With my bum snugged into blue woolies I’m set for anything, even the devil herself. Binocular-eyed, I search for a wolf or a serpent.
“Hello, sweetheart.” She sneaks up from behind. “I’m Mary. Just look how you’ve grown.” She’s transfigurated into a gentle-Jesus-sweet-’n-mild getup, but Hariet Appleton knows about the snake hiding under the little sweetheart.
“Under this sweater I’m scrawnier than a starving weasel. Dr. Herbert says there’s not much on me worth eating, and for certain I’d give a body heartburn.”
“Is your trunk inside?”
“Wasn’t much for bringing.”
“You’re shivering. Come on, there’s a blanket in the truck.”
No matter how hard I swallow, my bally lunch scrambles up, landing a whisker away from Auntie’s red shoe.
“You’re safe here, I promise.” She offers a tissue. “Come meet your cousins.”
“You’ve got kids?”
Three exuberant mutts leap from the truck. “This is Hoover, Cork, and Wabi-sabi.”

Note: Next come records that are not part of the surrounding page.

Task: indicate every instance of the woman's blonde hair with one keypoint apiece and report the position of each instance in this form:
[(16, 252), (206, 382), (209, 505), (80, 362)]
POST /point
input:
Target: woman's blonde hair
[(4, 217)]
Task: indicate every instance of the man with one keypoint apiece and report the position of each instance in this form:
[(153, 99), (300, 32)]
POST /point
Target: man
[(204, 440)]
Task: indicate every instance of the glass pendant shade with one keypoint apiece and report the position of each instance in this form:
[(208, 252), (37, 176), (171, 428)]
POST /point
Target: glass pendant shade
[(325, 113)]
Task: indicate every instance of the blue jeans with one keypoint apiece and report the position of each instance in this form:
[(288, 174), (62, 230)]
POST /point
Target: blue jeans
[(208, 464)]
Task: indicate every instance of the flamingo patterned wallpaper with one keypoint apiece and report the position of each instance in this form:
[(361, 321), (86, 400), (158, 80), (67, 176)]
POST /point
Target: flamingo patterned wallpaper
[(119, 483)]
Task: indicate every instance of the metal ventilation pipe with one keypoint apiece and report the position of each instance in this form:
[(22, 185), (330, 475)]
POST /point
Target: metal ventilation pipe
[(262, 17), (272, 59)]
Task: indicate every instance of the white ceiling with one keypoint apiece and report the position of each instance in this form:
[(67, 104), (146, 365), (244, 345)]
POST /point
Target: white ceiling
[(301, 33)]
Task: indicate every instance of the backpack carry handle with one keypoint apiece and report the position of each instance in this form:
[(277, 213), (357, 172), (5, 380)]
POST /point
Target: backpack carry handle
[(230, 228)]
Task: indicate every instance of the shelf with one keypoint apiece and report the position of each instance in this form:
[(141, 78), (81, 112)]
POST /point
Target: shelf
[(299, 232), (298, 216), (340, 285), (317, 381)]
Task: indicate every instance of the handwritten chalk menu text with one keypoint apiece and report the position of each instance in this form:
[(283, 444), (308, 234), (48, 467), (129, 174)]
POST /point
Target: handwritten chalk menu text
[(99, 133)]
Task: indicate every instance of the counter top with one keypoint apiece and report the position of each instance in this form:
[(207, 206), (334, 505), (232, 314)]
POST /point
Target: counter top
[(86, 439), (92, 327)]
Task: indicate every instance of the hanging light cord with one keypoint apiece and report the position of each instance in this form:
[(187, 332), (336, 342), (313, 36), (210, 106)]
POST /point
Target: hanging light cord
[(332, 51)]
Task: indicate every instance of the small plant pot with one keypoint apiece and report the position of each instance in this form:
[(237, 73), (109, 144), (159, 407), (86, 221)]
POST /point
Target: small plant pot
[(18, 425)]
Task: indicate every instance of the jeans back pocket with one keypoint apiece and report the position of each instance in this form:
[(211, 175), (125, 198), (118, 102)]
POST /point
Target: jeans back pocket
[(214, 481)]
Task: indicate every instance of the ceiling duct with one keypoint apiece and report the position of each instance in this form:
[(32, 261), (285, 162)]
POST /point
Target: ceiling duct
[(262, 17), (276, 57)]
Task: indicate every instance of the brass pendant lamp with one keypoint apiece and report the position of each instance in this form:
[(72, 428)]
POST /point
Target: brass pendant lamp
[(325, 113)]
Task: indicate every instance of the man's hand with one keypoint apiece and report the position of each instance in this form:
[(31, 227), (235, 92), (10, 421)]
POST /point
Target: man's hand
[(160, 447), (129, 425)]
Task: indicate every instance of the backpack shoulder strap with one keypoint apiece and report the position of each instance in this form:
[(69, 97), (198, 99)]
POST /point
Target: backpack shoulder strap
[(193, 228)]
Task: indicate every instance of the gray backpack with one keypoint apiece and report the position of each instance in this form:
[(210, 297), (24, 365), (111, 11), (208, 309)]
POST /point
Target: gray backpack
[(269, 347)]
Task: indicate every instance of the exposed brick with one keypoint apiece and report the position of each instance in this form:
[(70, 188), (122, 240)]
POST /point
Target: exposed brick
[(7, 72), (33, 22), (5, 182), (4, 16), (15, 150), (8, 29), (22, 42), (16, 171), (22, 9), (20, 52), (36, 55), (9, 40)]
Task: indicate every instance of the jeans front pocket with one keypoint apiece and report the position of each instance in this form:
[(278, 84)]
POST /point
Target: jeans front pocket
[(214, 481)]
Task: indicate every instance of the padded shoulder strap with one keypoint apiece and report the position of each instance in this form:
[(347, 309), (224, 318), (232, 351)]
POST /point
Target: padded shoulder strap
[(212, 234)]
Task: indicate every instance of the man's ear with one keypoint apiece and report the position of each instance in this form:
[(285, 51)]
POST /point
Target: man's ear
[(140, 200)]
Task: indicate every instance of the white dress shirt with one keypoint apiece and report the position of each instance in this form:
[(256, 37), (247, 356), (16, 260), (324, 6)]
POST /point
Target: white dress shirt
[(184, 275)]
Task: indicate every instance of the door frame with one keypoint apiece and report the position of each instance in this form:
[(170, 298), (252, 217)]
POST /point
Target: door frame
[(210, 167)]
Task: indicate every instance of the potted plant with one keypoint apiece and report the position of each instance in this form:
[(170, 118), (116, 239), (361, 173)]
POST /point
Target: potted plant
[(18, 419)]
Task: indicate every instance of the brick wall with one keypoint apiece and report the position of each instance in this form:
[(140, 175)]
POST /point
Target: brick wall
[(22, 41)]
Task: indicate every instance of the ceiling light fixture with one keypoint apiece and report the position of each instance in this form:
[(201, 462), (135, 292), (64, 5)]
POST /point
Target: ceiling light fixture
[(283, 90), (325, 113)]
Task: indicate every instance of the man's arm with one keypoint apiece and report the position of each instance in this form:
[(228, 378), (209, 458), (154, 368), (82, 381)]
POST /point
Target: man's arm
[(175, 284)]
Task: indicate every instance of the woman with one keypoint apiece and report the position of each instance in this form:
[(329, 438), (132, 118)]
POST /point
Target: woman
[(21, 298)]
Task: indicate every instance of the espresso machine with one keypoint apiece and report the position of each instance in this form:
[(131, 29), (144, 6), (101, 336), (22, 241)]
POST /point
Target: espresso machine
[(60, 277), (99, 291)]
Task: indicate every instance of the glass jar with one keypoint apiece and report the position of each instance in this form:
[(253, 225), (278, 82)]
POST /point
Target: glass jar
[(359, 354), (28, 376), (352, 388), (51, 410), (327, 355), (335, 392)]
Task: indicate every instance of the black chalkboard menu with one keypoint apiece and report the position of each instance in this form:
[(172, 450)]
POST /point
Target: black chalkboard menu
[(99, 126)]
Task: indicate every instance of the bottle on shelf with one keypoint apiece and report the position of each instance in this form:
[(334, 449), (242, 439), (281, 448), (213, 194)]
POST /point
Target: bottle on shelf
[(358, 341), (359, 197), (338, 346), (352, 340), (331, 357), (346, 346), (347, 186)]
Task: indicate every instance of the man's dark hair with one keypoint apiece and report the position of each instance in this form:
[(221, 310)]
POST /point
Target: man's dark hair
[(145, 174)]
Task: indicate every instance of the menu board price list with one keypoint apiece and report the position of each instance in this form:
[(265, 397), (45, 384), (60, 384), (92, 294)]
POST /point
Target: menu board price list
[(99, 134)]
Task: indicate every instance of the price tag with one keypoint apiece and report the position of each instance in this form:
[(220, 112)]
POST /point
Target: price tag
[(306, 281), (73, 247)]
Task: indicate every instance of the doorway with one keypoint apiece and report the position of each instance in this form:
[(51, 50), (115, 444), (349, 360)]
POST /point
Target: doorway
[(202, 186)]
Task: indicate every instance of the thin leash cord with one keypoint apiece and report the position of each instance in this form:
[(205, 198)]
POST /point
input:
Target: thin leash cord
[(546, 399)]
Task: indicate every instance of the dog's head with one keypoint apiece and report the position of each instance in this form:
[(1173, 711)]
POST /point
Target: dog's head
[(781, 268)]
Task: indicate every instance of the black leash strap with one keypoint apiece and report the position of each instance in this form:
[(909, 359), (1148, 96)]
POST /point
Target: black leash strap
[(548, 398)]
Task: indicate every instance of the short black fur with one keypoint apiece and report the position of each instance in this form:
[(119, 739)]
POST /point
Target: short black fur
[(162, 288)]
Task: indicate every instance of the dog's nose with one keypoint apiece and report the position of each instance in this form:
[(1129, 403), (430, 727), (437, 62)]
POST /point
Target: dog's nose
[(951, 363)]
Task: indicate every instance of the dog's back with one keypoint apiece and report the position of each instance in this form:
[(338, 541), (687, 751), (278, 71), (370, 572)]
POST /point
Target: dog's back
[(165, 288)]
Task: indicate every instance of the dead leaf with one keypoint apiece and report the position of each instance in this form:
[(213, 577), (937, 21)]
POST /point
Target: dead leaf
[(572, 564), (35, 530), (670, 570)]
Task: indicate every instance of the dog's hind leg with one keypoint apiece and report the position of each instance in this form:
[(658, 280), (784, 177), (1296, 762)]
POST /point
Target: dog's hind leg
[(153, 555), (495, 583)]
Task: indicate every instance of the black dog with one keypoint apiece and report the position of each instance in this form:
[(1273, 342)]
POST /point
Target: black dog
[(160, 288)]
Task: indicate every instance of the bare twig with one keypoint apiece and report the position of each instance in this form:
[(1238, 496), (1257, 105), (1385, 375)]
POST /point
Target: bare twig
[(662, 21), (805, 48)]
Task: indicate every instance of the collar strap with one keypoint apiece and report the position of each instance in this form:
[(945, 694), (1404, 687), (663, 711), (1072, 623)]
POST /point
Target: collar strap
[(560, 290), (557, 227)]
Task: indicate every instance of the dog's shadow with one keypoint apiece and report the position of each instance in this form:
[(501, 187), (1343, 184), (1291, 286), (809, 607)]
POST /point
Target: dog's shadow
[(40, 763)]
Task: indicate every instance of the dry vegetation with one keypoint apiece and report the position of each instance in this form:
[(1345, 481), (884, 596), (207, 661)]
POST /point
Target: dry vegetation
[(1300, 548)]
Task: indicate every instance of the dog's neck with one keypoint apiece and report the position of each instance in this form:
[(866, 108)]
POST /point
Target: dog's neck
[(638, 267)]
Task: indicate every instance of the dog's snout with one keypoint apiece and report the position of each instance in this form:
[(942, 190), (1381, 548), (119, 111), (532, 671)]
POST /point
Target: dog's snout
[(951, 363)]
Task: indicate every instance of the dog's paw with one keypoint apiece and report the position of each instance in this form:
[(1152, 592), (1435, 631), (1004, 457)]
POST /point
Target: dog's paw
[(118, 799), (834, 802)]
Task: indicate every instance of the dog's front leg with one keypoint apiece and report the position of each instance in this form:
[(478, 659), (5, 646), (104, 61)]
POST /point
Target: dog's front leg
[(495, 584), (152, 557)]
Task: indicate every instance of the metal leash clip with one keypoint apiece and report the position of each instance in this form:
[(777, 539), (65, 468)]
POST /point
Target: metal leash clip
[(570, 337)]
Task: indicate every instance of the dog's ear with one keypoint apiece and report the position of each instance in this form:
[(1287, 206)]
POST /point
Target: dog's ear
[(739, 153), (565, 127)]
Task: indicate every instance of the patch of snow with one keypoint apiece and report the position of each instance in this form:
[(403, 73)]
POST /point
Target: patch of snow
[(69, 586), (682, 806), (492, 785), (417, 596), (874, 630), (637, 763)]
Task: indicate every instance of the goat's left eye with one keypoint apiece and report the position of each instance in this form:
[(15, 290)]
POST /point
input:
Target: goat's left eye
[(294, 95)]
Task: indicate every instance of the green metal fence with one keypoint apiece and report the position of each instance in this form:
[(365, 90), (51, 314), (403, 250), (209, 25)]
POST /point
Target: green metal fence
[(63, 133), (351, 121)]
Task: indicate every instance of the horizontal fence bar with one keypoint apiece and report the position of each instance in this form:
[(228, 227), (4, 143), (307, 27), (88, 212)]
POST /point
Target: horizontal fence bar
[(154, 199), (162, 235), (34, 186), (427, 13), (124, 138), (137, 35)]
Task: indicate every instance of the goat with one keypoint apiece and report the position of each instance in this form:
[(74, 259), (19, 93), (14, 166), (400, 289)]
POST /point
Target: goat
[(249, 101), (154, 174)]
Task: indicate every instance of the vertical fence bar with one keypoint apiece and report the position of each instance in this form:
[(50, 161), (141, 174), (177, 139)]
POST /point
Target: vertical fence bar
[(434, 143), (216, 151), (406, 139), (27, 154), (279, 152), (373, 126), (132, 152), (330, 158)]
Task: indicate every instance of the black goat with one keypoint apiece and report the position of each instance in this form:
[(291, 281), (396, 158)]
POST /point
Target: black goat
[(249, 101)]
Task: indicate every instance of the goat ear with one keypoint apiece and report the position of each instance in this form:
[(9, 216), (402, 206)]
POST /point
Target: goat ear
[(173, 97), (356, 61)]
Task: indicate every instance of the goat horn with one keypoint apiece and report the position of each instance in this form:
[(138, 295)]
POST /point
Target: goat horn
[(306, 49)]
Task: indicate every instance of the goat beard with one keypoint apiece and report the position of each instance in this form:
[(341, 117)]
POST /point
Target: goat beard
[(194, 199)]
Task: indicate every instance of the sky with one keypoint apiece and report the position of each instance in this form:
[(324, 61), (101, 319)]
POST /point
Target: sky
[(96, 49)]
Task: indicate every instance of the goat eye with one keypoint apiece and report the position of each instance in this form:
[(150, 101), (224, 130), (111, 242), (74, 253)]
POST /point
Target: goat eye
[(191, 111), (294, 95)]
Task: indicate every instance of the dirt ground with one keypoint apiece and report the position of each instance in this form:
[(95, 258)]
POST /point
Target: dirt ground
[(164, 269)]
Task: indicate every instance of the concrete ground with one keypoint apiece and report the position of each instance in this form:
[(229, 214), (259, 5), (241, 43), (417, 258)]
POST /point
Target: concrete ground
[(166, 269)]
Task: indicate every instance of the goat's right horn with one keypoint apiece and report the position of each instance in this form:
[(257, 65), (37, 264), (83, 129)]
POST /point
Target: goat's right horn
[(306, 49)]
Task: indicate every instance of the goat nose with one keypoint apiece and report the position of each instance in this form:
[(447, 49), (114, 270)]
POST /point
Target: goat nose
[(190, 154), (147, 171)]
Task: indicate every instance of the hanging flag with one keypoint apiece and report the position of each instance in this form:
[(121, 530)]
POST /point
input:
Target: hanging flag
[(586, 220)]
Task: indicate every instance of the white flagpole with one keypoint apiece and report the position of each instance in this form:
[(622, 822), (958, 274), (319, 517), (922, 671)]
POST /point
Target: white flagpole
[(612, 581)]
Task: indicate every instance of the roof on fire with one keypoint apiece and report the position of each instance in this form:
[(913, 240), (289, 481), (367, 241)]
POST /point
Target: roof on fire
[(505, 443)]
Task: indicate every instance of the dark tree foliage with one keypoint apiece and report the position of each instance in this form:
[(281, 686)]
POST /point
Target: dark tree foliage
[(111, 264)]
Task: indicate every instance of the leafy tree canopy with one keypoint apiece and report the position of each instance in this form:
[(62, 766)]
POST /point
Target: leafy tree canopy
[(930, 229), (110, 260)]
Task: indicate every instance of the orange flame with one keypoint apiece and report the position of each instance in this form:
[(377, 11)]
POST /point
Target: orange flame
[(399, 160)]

“Can I ride in back with them?”
“The road can be a little bump-and-throw, but Wabi loves a lap up front. Let me get a bucket in case your tummy ups it again.” She moves butterfly-over-flower quiet. A fat rope of hair hangs to her bum and the escaping curls are more like a party than a stress.
“If you’re my mummy’s big sister how come you’re younger?”
“Your mummy’s had a lot of hard things.”
Wabi has one ear up and white splotches like paint spilled on her black fur. “Could she ever sleep with me?”
“She’ll have your bed warmed before you climb in.” I sometimes wondered where Mummy’s smile went and here it is on Auntie Mary Catherine’s face.
On the long drive, Jasper wraps his tail around an escaping curl and near unscrews my head from its connecter. Look, over there. Mmm, smell that. Oh, what’s that?
“You okay, Hariet?”
“You grow jewels here?”
“You’re seeing the sun on the ocean. Just so happens it’s in our backyard.”
Up ahead, a painted roof on a fat grey barn looks like the tin has been peeled back to let fish swim in the sky. Oh, don’t you wish we could live there? Like the god-listeners hear us the truck turns into the lane. A stone-faced house with two big window eyes says hello. Jasper’s nose squishes against the windsheild. Look, it has a yellow door.
“Well, here we are.”
“It’s . . . it’s like the sister-house.”
“Where’s that?”
“Inside the locked room.”
She hushes my hair like she knows everything about outsides and ins.
Jasper, there’s a pot boiling somewhere, sure as sure.